What is back-testing in the context of capital PD model performance?
Back-testing compares model results against actual historic default rates.
What does back-testing help identify?
Trends or one-way bias in model predictions.
What actions may be taken if a model severely underpredicts defaults?
Redevelopment, recalibration, or adjustment through an overlay.
At what level should back-testing analysis be conducted?
At the same level of granularity as that of the model.
What is the implication of a model that over-predicts for one segment and under-predicts for another?
It may reduce the risk of inaccurate estimates at a portfolio level.
What does the Gini statistic measure?
The strength of a model’s ability to distinguish between ‘good’ and ‘bad’ risks.
What Gini coefficient range is considered strong for a retail portfolio?
Between 60% and 70%.
What does a Gini coefficient lower than 50% indicate?
The model may not adequately discriminate between the riskiness of loans.
What does a Gini coefficient higher than 70% suggest?
The model may be overfit to historic data.
What is the purpose of the Chi-Square (Hosmer-Lemeshow) test?
To compare actual versus expected results in model fit.
How are observations sorted in the Chi-Square test?
In increasing order of their estimated probability of default.
What does a high p-value in the Chi-Square test indicate?
A model with a good fit.
What is benchmarking in the context of model validation?
Comparing internal estimates against external sources.
What is important to consider when benchmarking different organizations?
The differences in underwriting and credit risk management processes.
What does Population Stability Index (PSI) measure?
How much the population has changed over time.

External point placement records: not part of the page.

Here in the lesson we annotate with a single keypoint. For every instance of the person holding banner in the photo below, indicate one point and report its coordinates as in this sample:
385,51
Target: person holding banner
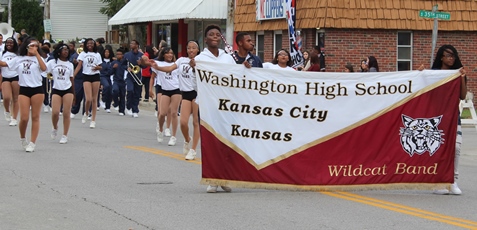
372,63
282,60
213,37
244,54
448,58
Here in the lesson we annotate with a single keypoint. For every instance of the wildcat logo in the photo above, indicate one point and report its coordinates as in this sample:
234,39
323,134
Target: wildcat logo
61,72
420,135
26,66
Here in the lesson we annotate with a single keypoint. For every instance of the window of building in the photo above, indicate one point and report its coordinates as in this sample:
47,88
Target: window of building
277,41
260,45
404,51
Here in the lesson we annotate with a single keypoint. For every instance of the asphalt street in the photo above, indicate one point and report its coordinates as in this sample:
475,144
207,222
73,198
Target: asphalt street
118,177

What PSI value indicates minimal change in the population?
PSI < 0.1.
What does a PSI > 0.2 indicate?
A significant change in the population.
What should be investigated if a high PSI is detected?
The reasons for population changes.
What is the value of out-of-time and out-of-sample testing?
To ensure the model is performing as expected and not overfit.
What should the validation process reveal?
Changes in drivers, trends, and correlations.
Why are strong risk aggregation capabilities vital?
To ensure business grows only as quickly as control infrastructure.
What responsibility do business line leaders have regarding risk models?
To understand the models and ensure their risks are incorporated into the bank-wide risk process.